This is very clever. When the Bible teaches that other gods are fraudulent, however, Schwartz accuses it of "a particularism so virulent that it reduces all other gods to idiots and so violent that it reduces all other worshipers to abomination." So it is vicious for the Bible to reduce other gods to idiots, but it is right and proper for Schwartz to reduce the God of the Bible to an idiot. Her vision of multiplicity is capacious enough to contain everything but a transcendent deity.

Schwartz writes that, "in the myth of monotheism pluralism is betrayal, punishable with every kind of exile: loss of home, loss of the land, even alienation from the earth itself." She does not say that the myth of monotheism may regard pluralism as betrayal, but declares confidently and categorically that "pluralism is betrayal," that monotheism in its essence seeks to root out pluralism. In fact, biblical monotheism may be seen as providing the rich soil that nourishes respect for pluralism, especially that form of pluralism that above all respects persons in their extraordinary diversity.
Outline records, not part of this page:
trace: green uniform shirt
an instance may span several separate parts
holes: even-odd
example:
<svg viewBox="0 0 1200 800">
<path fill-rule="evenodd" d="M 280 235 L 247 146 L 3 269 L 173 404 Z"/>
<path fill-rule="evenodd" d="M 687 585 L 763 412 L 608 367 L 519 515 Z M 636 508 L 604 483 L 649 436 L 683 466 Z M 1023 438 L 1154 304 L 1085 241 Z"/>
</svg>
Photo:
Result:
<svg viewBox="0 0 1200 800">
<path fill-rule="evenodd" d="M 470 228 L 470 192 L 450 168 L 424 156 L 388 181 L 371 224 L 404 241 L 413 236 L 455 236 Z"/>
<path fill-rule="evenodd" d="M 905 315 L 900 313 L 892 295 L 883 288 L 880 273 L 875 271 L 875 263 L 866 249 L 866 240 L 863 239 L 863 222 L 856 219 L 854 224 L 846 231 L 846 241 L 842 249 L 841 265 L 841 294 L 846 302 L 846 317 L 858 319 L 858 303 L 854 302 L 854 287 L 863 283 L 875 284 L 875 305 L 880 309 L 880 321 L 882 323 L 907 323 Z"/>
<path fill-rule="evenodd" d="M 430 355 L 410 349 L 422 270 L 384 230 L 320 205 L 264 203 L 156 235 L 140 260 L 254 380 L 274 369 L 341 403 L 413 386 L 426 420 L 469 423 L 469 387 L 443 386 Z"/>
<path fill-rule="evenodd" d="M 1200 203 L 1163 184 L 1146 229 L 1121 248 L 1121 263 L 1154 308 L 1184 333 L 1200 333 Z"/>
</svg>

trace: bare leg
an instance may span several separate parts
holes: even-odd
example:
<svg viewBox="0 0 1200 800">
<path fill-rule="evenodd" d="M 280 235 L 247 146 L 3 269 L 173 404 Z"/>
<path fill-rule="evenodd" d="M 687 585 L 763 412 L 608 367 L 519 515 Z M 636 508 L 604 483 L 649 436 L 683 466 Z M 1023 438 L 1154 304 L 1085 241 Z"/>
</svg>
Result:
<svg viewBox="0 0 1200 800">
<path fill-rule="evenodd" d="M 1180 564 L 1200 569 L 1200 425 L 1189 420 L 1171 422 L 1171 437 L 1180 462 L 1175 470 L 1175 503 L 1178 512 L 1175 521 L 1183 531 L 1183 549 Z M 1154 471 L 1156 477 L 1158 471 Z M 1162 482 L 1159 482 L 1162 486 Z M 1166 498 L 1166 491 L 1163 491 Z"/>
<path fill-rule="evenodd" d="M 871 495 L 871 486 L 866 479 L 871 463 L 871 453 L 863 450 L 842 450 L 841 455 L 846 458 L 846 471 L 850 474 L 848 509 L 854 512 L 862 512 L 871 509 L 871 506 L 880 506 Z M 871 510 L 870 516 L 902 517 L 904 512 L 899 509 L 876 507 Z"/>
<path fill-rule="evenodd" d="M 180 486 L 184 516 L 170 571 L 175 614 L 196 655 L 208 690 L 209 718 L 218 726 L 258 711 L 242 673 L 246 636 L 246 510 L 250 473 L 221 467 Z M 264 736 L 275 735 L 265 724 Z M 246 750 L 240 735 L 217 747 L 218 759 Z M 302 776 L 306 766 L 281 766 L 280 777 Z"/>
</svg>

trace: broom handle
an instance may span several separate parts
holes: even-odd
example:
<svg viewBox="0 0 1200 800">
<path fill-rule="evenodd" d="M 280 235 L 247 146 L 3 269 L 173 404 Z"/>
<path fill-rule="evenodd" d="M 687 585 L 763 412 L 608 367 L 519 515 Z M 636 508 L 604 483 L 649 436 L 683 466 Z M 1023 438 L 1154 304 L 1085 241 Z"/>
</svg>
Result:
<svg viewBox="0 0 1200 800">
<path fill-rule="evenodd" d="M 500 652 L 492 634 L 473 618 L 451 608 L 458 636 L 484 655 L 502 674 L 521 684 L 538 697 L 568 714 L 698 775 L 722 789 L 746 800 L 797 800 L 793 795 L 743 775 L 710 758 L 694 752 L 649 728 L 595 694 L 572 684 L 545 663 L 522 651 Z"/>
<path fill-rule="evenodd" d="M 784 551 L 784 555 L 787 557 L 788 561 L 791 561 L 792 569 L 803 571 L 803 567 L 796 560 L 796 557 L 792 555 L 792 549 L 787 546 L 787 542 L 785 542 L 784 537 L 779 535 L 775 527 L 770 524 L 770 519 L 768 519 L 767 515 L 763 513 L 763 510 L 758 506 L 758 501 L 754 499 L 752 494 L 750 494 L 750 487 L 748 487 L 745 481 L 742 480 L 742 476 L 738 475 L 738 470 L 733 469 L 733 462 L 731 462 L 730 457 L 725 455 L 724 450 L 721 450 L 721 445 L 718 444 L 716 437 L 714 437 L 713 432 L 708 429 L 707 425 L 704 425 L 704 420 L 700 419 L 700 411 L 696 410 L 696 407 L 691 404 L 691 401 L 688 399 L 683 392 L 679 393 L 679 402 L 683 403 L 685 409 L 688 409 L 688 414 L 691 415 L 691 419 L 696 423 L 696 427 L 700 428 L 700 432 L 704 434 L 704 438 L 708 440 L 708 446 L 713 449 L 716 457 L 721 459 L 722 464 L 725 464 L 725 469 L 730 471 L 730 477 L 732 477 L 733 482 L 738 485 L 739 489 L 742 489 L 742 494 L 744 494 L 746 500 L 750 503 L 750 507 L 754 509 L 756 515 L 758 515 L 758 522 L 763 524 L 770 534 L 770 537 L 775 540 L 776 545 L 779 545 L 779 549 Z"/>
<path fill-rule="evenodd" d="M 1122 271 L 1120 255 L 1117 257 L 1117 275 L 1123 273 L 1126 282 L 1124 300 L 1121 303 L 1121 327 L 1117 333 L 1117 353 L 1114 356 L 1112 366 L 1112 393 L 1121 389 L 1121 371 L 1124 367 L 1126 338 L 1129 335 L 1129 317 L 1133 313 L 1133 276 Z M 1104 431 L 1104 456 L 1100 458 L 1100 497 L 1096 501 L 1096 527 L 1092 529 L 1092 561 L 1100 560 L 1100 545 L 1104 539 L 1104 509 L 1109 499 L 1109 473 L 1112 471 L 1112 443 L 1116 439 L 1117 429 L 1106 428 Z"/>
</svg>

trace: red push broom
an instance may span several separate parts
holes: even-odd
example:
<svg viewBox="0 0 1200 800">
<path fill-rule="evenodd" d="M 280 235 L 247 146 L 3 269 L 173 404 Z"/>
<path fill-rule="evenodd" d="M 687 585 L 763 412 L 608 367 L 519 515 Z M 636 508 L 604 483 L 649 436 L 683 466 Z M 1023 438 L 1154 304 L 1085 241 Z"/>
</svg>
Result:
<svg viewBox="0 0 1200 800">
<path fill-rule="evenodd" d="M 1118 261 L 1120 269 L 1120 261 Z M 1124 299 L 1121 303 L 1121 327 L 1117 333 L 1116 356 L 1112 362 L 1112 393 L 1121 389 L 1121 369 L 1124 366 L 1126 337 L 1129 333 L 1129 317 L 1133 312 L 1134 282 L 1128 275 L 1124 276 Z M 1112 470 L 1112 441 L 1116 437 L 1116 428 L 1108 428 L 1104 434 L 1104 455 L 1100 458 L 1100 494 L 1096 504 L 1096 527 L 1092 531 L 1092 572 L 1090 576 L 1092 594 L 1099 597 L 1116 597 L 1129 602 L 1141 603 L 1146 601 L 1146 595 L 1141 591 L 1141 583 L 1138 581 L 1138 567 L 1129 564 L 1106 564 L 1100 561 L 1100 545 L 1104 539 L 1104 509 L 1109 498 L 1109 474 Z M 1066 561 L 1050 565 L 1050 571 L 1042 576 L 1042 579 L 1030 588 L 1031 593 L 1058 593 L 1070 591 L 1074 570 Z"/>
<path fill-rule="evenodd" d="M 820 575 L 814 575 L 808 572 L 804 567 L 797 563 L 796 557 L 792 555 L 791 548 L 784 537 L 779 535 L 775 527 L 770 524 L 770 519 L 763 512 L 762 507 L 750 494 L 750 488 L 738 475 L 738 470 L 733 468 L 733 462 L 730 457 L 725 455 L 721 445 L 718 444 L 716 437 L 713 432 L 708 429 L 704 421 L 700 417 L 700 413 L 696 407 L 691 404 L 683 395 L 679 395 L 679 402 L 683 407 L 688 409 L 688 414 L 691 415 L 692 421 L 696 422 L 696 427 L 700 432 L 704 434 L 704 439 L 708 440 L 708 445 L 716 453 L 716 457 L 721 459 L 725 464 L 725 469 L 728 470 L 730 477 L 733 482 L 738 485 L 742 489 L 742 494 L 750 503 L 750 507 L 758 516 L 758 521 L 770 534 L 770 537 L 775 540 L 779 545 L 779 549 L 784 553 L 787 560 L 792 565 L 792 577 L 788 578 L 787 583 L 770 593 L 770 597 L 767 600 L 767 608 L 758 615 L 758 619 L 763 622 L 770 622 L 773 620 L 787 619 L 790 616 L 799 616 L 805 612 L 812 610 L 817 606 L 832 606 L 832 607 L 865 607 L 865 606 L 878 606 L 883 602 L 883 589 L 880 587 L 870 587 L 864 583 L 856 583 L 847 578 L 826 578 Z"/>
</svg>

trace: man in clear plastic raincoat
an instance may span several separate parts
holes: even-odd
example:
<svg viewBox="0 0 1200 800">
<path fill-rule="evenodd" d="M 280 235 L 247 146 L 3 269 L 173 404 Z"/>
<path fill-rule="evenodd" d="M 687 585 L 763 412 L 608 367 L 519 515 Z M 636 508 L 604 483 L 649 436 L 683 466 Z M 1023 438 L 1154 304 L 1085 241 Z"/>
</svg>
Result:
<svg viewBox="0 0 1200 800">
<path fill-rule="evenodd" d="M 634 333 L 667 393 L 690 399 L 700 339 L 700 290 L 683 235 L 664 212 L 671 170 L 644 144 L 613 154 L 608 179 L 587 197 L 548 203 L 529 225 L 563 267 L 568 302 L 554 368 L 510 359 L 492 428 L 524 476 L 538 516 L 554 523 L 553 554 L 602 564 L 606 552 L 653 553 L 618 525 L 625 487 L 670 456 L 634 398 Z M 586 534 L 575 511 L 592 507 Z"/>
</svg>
One place to see this is in the fascinating chapters with which the Bible begins. Schwartz discusses these chapters, but her discussion is tendentious. Consider her discussion of the creation of man. In Genesis 2, man is made from the "dust of the earth," and so Schwartz asserts that, according to the Bible, "to be human is to be made of land." Well, yes, Adam is made of adama, or "earth," but not of "land," which carries all the connotations of nation, power, and sovereignty that Schwartz is hoping to find. Schwartz herself perceptively points out the universalism implied by the biblical teaching that human beings are all made of the same element. The problem is that she conveniently forgets to mention in this context that Adam is also infused with life from the breath of God, and, according to Genesis 1, man and woman are made by God in His image. This magnificent idea, which encourages the thought that all human beings are of infinite worth and deserving of fundamental respect, cannot be found in all religious traditions.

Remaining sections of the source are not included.